The other problem with tracking is that data from chains isn’t always accurate, if a restaurant is featured at all. My local Colorado favorites are not in there, so I have to take an educated guess at ingredients and cooking methods. La Luz Mexican? No. Lucille’s? No. Austin’s? Of course not. Panda Express? Yes! It’s a chain, of course it’s in there. Silly rabbit.

So, I simply try to use the menu or educated guesses to figure out what ingredients are in the meal. It’s never perfect, and different types of the same ingredient offer different nutritional values. Guessing at the type of beans in the chili could include kidney beans, pinto, great northern, black, and any other kind of legume. But it’s worth taking a stab at it, to try to get as close of a data point as possible.

Torchy's Tacos nutrition facts and nutritional information

Torchy’s Tacos nutrition facts and nutritional information

Download A Menu With Nutritional Information

If an app can’t find the information, often nutritional values can be found on the restaurant’s website. Some, like McDonald’s, have tried to show off their programming prowess with as difficult and useless nutritional guide as can possibly be made. Others, like Torchy’s Tacos, offer a downloadable PDF or dedicated webpage with all or most of their nutritional data.

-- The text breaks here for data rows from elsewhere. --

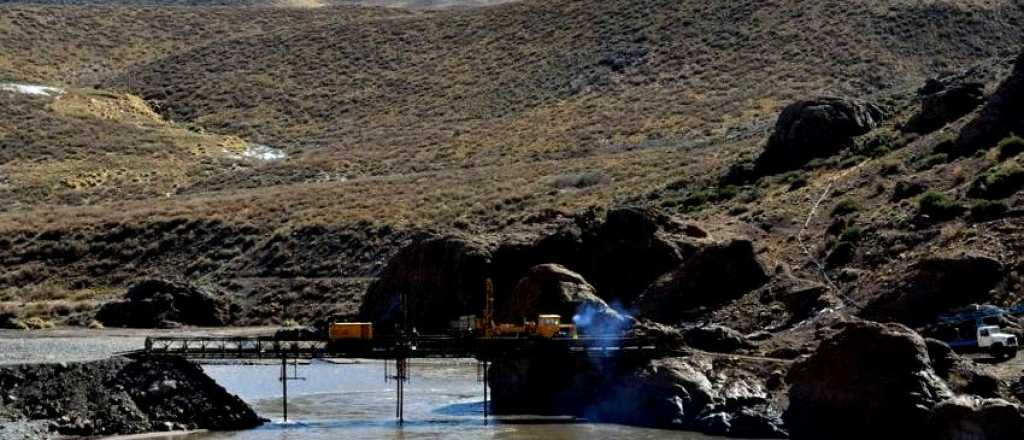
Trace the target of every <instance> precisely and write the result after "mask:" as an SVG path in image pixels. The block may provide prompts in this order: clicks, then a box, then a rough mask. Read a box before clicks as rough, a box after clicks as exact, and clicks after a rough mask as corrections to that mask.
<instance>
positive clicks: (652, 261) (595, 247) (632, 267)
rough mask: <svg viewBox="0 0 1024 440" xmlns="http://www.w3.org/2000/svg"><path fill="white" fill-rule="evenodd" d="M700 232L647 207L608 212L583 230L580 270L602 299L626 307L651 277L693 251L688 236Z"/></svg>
mask: <svg viewBox="0 0 1024 440" xmlns="http://www.w3.org/2000/svg"><path fill="white" fill-rule="evenodd" d="M701 234H703V235H707V233H706V232H703V231H700V230H699V228H694V227H692V226H689V227H687V225H685V224H682V223H677V222H676V221H675V220H673V219H672V218H670V217H668V216H666V215H665V214H662V213H660V212H657V211H654V210H651V209H642V208H623V209H616V210H611V211H609V212H608V214H607V216H606V218H605V221H604V223H602V224H601V225H599V226H598V227H596V228H592V229H590V231H587V232H586V233H585V235H584V243H585V244H586V246H585V249H584V258H585V261H586V269H585V270H581V271H580V273H582V274H584V276H586V277H587V279H588V280H590V281H591V282H592V283H593V284H594V285H595V287H596V288H597V289H598V292H600V293H601V296H602V298H604V299H605V300H607V301H618V302H621V303H623V304H625V305H627V306H629V305H631V304H632V303H633V302H634V301H635V300H636V298H637V297H638V296H639V295H640V294H641V293H642V292H643V291H644V290H645V289H646V288H647V285H649V284H650V283H651V282H652V281H653V280H654V279H657V277H658V276H660V275H662V274H664V273H666V272H668V271H671V270H672V269H675V268H676V267H678V266H679V264H680V263H681V262H682V261H683V260H684V258H686V257H687V256H688V255H690V254H692V252H693V251H694V249H695V247H696V245H695V244H693V243H692V238H696V237H695V236H694V235H698V236H699V235H701Z"/></svg>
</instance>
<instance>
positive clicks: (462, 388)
mask: <svg viewBox="0 0 1024 440" xmlns="http://www.w3.org/2000/svg"><path fill="white" fill-rule="evenodd" d="M205 369H206V370H207V372H208V373H209V375H210V376H211V377H213V378H214V379H215V380H216V381H217V382H218V383H220V384H221V385H222V386H224V388H226V389H227V390H228V391H230V392H232V393H234V394H237V395H239V396H240V397H242V398H243V399H244V400H246V401H247V402H249V403H250V404H252V405H253V407H254V408H255V409H256V411H257V412H258V413H260V415H262V416H264V417H267V419H269V420H271V421H272V422H271V423H269V424H267V425H264V426H263V427H261V428H258V429H255V430H250V431H242V432H229V433H199V434H191V435H186V436H181V435H179V436H165V437H164V438H167V439H175V440H201V439H202V440H227V439H230V440H294V439H311V440H316V439H339V438H344V439H346V440H361V439H403V440H408V439H479V438H489V439H581V440H583V439H588V440H589V439H622V438H631V439H650V440H656V439H675V440H702V439H713V438H719V439H721V437H709V436H705V435H700V434H695V433H681V432H676V431H665V430H652V429H643V428H633V427H626V426H621V425H608V424H590V423H578V422H575V421H573V420H571V419H566V417H536V416H503V417H488V419H487V421H486V422H484V419H483V400H482V399H483V388H482V384H481V383H480V382H478V381H477V370H476V365H475V364H474V363H472V362H471V361H458V362H427V363H417V364H413V366H412V367H411V379H410V381H409V382H408V383H407V388H406V412H404V413H406V423H404V424H403V425H398V423H397V422H396V420H395V419H394V409H395V390H394V383H385V382H384V365H383V364H382V363H380V362H366V363H352V364H332V363H326V362H313V363H311V364H308V365H299V366H298V377H299V378H302V379H301V380H296V381H289V396H290V398H289V406H288V411H289V421H290V422H289V423H287V424H286V423H284V422H283V420H282V419H283V413H282V403H281V385H280V382H279V381H278V378H279V376H280V373H281V366H280V365H207V366H205ZM289 371H290V375H292V373H293V370H292V368H289Z"/></svg>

Finding a meal on a PDF menu is very helpful, since, like My Fitness Pal and other apps, all of the nutrition is already figured out for you. Menus may also fill in gaps of values that the apps might not have, especially with local eateries. Take Torchy’s Tacos for example. I can find the Beef Grande Burrito on the menu and—holy crap, there are 111g of carbs and 1260 calories in that.

Let’s back up. I can find the Ranch Hand taco with 17g of carbs, 763g of sodium, and 423 calories, and know how that’s going to affect my diabetic test results in the future. Or, if I’ve kept carbs down to that point in the day, whether I have the wiggle room to have guacamole or another low-carb taco as well.

Unfortunately, not all restaurant websites post their nutrition information. Some only post their general menus without that information, which leads back to guess. Some offer so much information that they can be difficult to sort through for the right information. Luckily, there are enough restaurants posting nutritional values that it is usually easy to find the important data.

Take a swing at nutrition with the old guessing box

Sometimes the nutritional data simply isn’t available, especially with smaller establishments. Or, in a situation like Torchy’s, the restaurant is offering a special that isn’t in a larger corporate menu. In these cases, you just have to take a guess. If you have an app, combined with some common sense and experience, a guess might not be too far off at all. An educated guess is better than having no information at all, and at least in data tracking you would be able to see what the original dishes’ ingredients were. With that, if some food causes an issue, it would be listed in your records even without the entire calculated meal.